The role of the employer in pension scheme governance
11 August 2014
We are grateful to Plansponsor for the following report:
As auto enrolment has changed the landscape of UK pension provision beyond recognition, a familiar refrain has repeated itself from certain quarters – the call for one regulator to rule them all.
It doesn’t look as though this will be coming anytime soon, so in the meantime we are left with two watchdogs managing the two different types of pensions that dominate DC pensions, with the Pensions Regulator overseeing trustee run arrangements and the Financial Conduct Authority (FCA) responsible for contract based schemes.
And the spotlight has fallen on contract-based schemes, where insurance firms manage the plans on behalf of employers, and how they can improve standards. The solution, put forward by the FCA, has been to call for independent governance committees (IGCs) and this week the watchdog launched a consultation on what these should look like.
So what exactly has the FCA proposed? What do providers make of the proposals? Could this prove an unnecessary burden on providers? And who will step into the breach if these types of arrangements prove unworkable?
The FCA’s IGCproposals are that the bodies must:
• act in the interests of relevant policyholders
• assess the value for money of the firm’s workplace personal pension schemes
• where the IGC finds problems with value for money, to raise concerns (as it sees fit) with
the firm’s board
• escalate concerns to the FCA, alert relevant scheme members and employers, and make
its concerns public, and
• to produce an annual report of its findings.

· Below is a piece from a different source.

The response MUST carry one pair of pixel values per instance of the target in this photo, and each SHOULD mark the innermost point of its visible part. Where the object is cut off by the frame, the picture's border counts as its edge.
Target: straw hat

But the FCA also recommends firms with “smaller and less complex” DC schemes be allowed to establish a Governance Advisory Arrangement (GAA) run by an independent third party.
So that’s what the FCA had to say but what do providers make of the proposals?
A spokesperson for Aviva said: "In the era of automatic enrolment it is essential that customers have confidence in our industry's products and services. We therefore welcome the additional oversight to be provided by the new independent governance committees."
But according to Andrew Power, financial services consulting partner at Deloitte, striking a balance between providing necessary oversight and unnecessary intervention will be crucial.
He says: “The FCA’s proposals will strengthen the governance of workplace personal pension schemes by clearly tasking IGCs to act in the interests of policyholders. The proposed new requirements for IGCs are particularly important in light of automatic enrolment, where employees become contributing personal pension policyholders without having actively chosen to do so. In order to fulfil their responsibilities it will be vital for IGCs to have access to high quality, consistent, understandable management information without imposing an unnecessary burden on pension providers.”
But what of the proposal for GAAs? Are they needed? Who will step into the breach to act as this independent third party?
Richard Butcher, chief executive of PTL Trustees, says: “If put into force as proposed they should significantly improve the outcome members achieve from their workplace personal pension plans. In our dialogue with FCA, amongst a number of ideas, we also proposed the idea of creating a standalone “outsourced” IGC function for smaller insurers. We are extremely pleased this idea has been adopted, now to be known as Governance Advisory Arrangements (or GAAs)."
So whether or not we arrive at a day where there’s one regulator to rule them all it appears greater regulation of contract based schemes through independent governance committees and GAAs is inevitable.